Two of the 'ghost' portraits, George Always I and George Always II will be on display loaned from the Ivy Restaurant, London. The portraits are concerned with the simultaneous absence and presence of the subject.
Also on show will be the portrait of Melly commissioned by the National Portrait Gallery in 1998 showing him as himself and in two other 'incarnations', as his heroine, the jazz singer Bessie Smith and as Honorary Fellow of John Moores University, Liverpool.
Hambling says: 'George often makes an appearance in my dreams. I still hear him laugh, tell jokes and sing. From wherever he may be'.
Born in Liverpool in 1926 George Melly enjoyed a career as a jazz singer, art historian and raconteur. In 1944 he enlisted in the Royal Navy before moving to London to work at the London Gallery run by ELT Mesens. As a singer he performed with both Mick Mulligan's Magnolia Jazz Band and John Chilton's Feetwarmers. From 1965-1973 Melly was Observer critic for pop music, film and TV. He lectured widely on art especially Surrealism and Outsider art and published numerous books, both autobiographical and about art. His final performance was at the 100 Club less than a month before his death on 10 July 2007.

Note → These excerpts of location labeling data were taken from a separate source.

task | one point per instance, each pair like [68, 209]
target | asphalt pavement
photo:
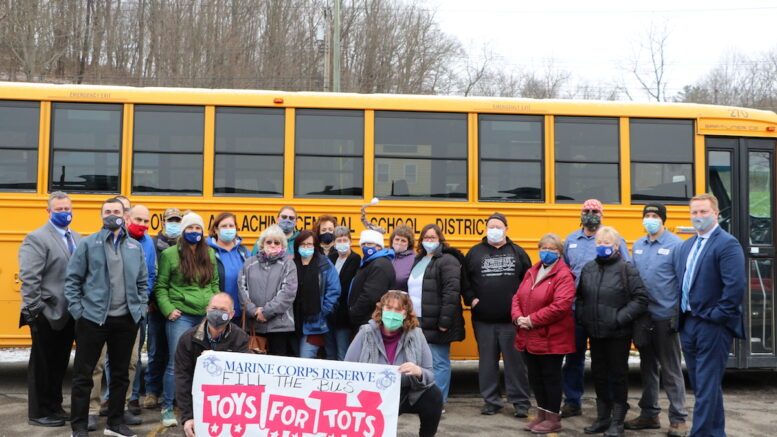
[750, 399]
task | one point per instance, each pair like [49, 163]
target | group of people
[306, 293]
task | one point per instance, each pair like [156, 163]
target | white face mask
[495, 235]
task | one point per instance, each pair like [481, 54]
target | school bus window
[510, 157]
[168, 144]
[329, 151]
[661, 159]
[435, 142]
[19, 145]
[249, 151]
[85, 144]
[587, 159]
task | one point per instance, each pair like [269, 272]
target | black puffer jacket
[441, 297]
[610, 295]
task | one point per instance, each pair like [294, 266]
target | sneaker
[490, 410]
[91, 422]
[134, 407]
[521, 412]
[679, 429]
[641, 422]
[571, 410]
[168, 418]
[151, 402]
[119, 431]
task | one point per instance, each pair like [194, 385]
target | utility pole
[336, 49]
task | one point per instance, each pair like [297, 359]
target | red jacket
[549, 306]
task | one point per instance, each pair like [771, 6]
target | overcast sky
[595, 40]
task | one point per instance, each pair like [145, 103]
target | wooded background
[387, 47]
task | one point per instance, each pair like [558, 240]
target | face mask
[306, 252]
[192, 237]
[701, 224]
[217, 318]
[430, 246]
[591, 221]
[173, 229]
[369, 251]
[652, 225]
[547, 257]
[112, 222]
[495, 235]
[342, 248]
[604, 251]
[327, 238]
[136, 231]
[61, 219]
[286, 225]
[399, 247]
[392, 320]
[227, 235]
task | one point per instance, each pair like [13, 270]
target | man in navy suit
[710, 270]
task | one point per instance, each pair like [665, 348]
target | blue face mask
[369, 251]
[173, 229]
[227, 235]
[652, 225]
[604, 251]
[703, 223]
[430, 246]
[286, 225]
[61, 219]
[547, 257]
[192, 237]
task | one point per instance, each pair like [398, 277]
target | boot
[536, 421]
[552, 423]
[616, 426]
[603, 412]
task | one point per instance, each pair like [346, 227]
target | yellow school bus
[445, 160]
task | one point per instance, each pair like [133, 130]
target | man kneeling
[214, 333]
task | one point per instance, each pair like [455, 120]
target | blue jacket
[719, 280]
[87, 284]
[230, 263]
[149, 250]
[329, 284]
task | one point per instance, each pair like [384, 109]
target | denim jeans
[156, 347]
[175, 330]
[307, 350]
[139, 368]
[337, 342]
[441, 364]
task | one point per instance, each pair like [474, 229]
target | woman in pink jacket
[542, 314]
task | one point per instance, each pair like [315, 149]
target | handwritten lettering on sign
[261, 395]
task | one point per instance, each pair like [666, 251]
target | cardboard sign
[237, 394]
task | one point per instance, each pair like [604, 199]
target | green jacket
[174, 293]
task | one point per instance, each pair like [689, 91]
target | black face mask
[112, 222]
[327, 237]
[591, 221]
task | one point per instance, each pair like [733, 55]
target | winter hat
[656, 208]
[192, 219]
[593, 204]
[370, 236]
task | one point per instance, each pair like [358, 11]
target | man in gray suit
[43, 258]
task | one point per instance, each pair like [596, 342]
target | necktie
[689, 275]
[71, 247]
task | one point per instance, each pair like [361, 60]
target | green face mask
[392, 320]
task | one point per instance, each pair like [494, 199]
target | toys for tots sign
[261, 395]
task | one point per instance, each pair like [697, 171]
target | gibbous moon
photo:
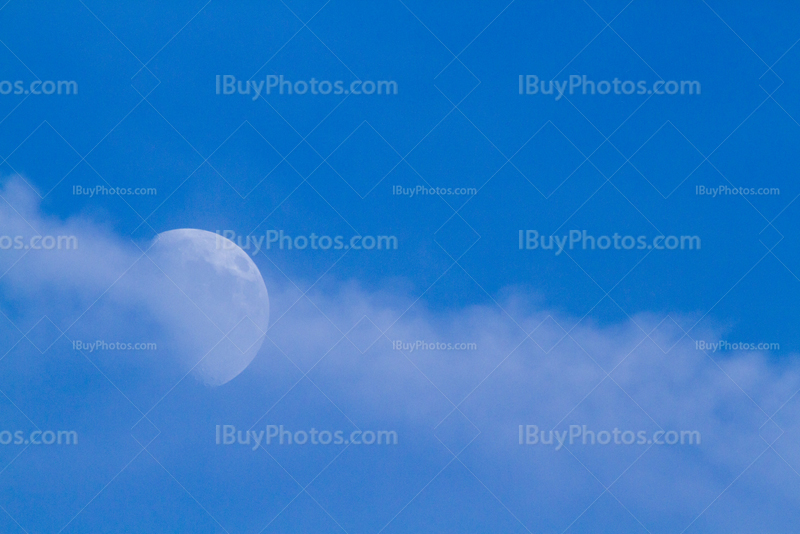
[220, 299]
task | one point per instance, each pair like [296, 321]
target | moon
[219, 311]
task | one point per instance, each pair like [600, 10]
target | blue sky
[668, 147]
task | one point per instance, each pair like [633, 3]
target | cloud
[331, 361]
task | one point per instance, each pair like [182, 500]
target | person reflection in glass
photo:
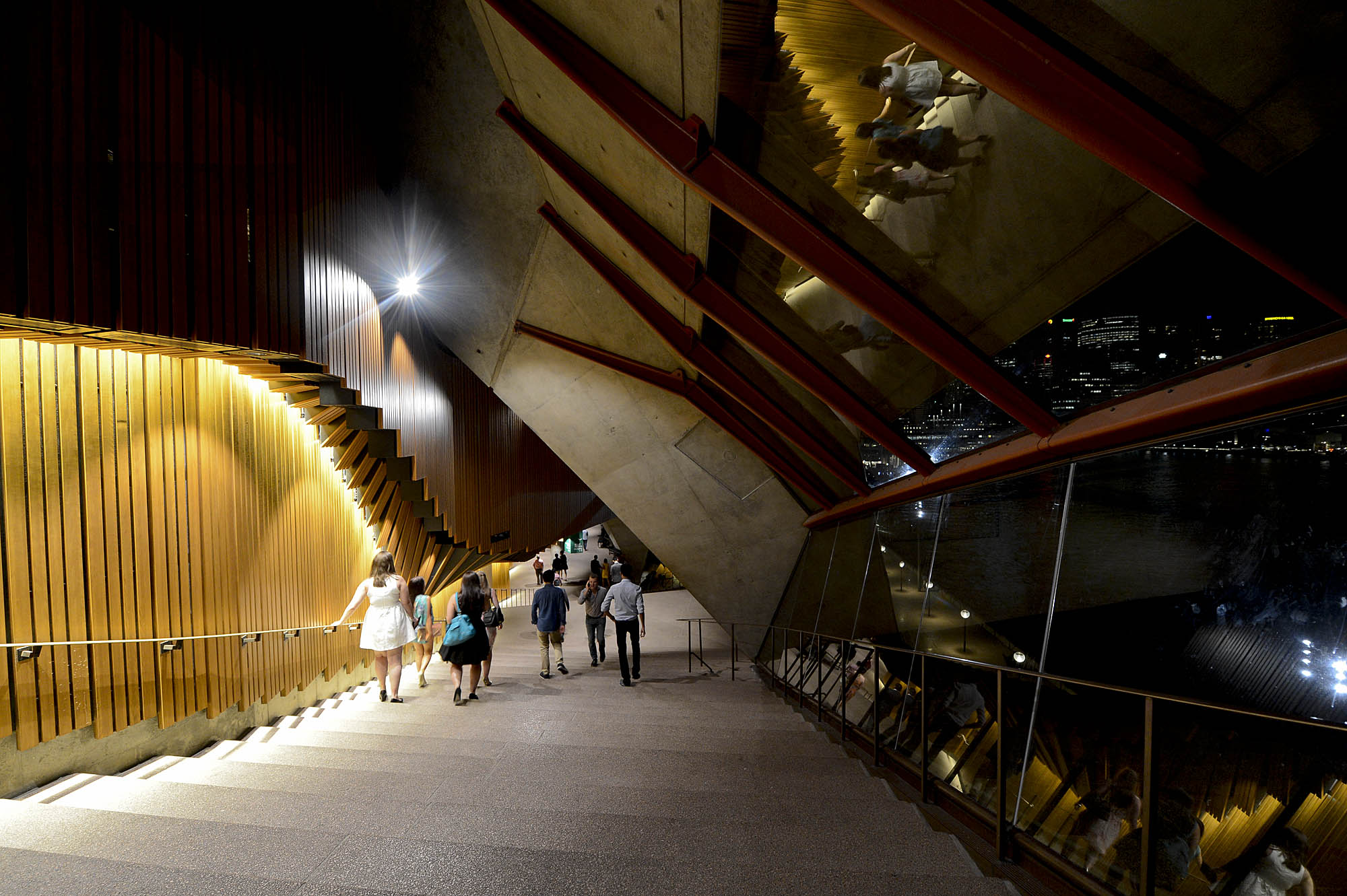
[950, 716]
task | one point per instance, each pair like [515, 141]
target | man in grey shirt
[624, 605]
[596, 623]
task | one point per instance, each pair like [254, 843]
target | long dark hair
[382, 568]
[471, 595]
[872, 75]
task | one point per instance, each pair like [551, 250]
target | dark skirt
[473, 650]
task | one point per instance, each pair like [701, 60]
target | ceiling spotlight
[409, 285]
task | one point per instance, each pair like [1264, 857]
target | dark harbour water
[1187, 572]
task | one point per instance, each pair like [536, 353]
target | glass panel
[1213, 568]
[1081, 790]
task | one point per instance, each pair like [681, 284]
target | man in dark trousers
[550, 606]
[624, 605]
[596, 623]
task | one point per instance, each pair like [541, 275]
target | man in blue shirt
[550, 606]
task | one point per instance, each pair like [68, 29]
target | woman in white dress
[915, 85]
[389, 623]
[1280, 870]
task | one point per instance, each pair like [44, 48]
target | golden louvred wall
[154, 497]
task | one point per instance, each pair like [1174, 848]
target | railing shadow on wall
[150, 501]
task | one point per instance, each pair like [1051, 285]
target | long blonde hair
[382, 568]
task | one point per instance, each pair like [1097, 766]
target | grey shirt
[624, 600]
[593, 603]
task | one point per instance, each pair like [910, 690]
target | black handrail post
[926, 777]
[843, 681]
[1147, 886]
[818, 692]
[735, 652]
[801, 633]
[773, 656]
[1003, 835]
[875, 711]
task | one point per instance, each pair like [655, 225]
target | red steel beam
[1201, 180]
[686, 345]
[1311, 373]
[686, 275]
[712, 403]
[685, 147]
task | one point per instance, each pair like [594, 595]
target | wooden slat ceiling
[832, 40]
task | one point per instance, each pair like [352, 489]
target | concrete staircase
[684, 784]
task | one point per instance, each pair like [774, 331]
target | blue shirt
[887, 129]
[550, 606]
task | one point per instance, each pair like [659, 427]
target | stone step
[40, 872]
[774, 837]
[705, 771]
[610, 797]
[253, 851]
[385, 866]
[580, 732]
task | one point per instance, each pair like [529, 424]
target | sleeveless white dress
[387, 625]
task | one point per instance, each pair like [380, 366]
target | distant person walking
[1282, 868]
[1105, 811]
[596, 623]
[496, 623]
[424, 619]
[624, 605]
[469, 602]
[915, 85]
[389, 623]
[550, 606]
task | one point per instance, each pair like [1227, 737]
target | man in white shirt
[624, 605]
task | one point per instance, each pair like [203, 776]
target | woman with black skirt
[469, 602]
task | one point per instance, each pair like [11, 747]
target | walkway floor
[682, 784]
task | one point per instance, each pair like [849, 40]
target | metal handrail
[161, 640]
[1007, 833]
[1065, 680]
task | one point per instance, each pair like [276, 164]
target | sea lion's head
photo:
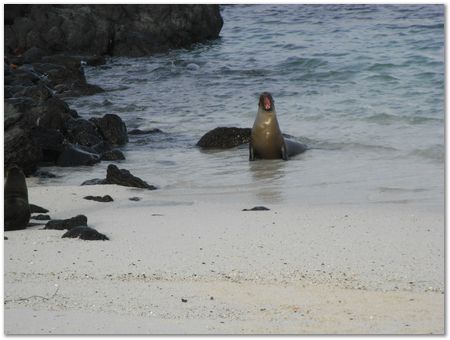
[13, 170]
[266, 102]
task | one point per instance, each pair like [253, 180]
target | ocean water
[362, 86]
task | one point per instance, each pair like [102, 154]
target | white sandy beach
[181, 264]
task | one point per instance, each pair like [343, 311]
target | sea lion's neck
[266, 119]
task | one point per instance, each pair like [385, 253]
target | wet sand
[200, 265]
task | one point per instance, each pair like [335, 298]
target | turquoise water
[363, 86]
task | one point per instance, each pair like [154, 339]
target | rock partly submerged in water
[258, 208]
[85, 233]
[75, 156]
[112, 129]
[105, 198]
[119, 30]
[114, 175]
[37, 209]
[225, 137]
[123, 177]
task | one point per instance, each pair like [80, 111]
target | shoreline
[264, 269]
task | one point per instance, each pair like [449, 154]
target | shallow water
[363, 86]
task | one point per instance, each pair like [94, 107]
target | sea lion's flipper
[284, 152]
[294, 148]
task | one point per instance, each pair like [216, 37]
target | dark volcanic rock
[95, 181]
[114, 175]
[105, 198]
[113, 155]
[259, 208]
[137, 132]
[41, 217]
[75, 156]
[37, 209]
[112, 129]
[225, 137]
[85, 233]
[21, 150]
[79, 220]
[50, 141]
[126, 30]
[83, 132]
[44, 174]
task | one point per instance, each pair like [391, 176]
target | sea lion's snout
[266, 101]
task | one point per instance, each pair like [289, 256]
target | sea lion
[266, 139]
[17, 209]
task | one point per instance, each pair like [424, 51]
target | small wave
[327, 145]
[225, 70]
[400, 190]
[306, 63]
[382, 67]
[386, 118]
[342, 75]
[435, 153]
[331, 145]
[382, 77]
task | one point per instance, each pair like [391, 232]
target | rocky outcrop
[225, 137]
[123, 177]
[119, 30]
[41, 129]
[79, 220]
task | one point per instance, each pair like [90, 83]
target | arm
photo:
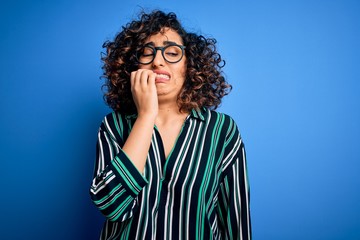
[118, 171]
[117, 182]
[234, 195]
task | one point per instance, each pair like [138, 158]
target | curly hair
[204, 86]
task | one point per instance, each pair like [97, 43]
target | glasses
[172, 53]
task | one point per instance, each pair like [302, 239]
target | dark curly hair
[204, 86]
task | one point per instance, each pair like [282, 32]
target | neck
[169, 112]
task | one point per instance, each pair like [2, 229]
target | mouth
[161, 76]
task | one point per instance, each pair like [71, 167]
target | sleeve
[116, 182]
[234, 195]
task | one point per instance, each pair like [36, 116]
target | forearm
[137, 144]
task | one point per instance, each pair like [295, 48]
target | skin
[155, 88]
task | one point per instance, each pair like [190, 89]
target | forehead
[166, 35]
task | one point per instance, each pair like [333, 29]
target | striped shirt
[200, 191]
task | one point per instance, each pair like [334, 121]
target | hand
[144, 92]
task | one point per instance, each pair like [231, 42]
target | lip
[160, 79]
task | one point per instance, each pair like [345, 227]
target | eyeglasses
[172, 53]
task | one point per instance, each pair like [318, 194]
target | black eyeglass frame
[162, 49]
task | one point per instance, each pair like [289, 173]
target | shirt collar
[198, 113]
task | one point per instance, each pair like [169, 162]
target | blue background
[294, 66]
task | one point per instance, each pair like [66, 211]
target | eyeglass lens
[171, 53]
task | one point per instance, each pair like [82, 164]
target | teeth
[163, 76]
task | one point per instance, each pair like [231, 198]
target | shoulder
[115, 120]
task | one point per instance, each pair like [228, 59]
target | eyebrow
[164, 42]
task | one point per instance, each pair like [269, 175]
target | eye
[146, 52]
[173, 51]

Born in Suffolk in 1945 Maggi Hambling studied at the East Anglian School of Painting with Lett Haines and Cedric Morris from 1960 and at Ipswich, Camberwell, and the Slade School of Art. A figurative painter, sculptor and printmaker, Hambling was first Artist in Residence at the National Gallery (1980-1). She won the Jerwood Prize for Painting, jointly with Patrick Caulfield, in 1995 and her work is held in collections at the British Museum, National Gallery, National Portrait Gallery, and Tate among other public collections in the UK and abroad. Her sculpture 'Scallop' on Aldeburgh beach in Suffolk was unveiled in 2003 and awarded the first Marsh Award for Excellence in Public Sculpture in 2005.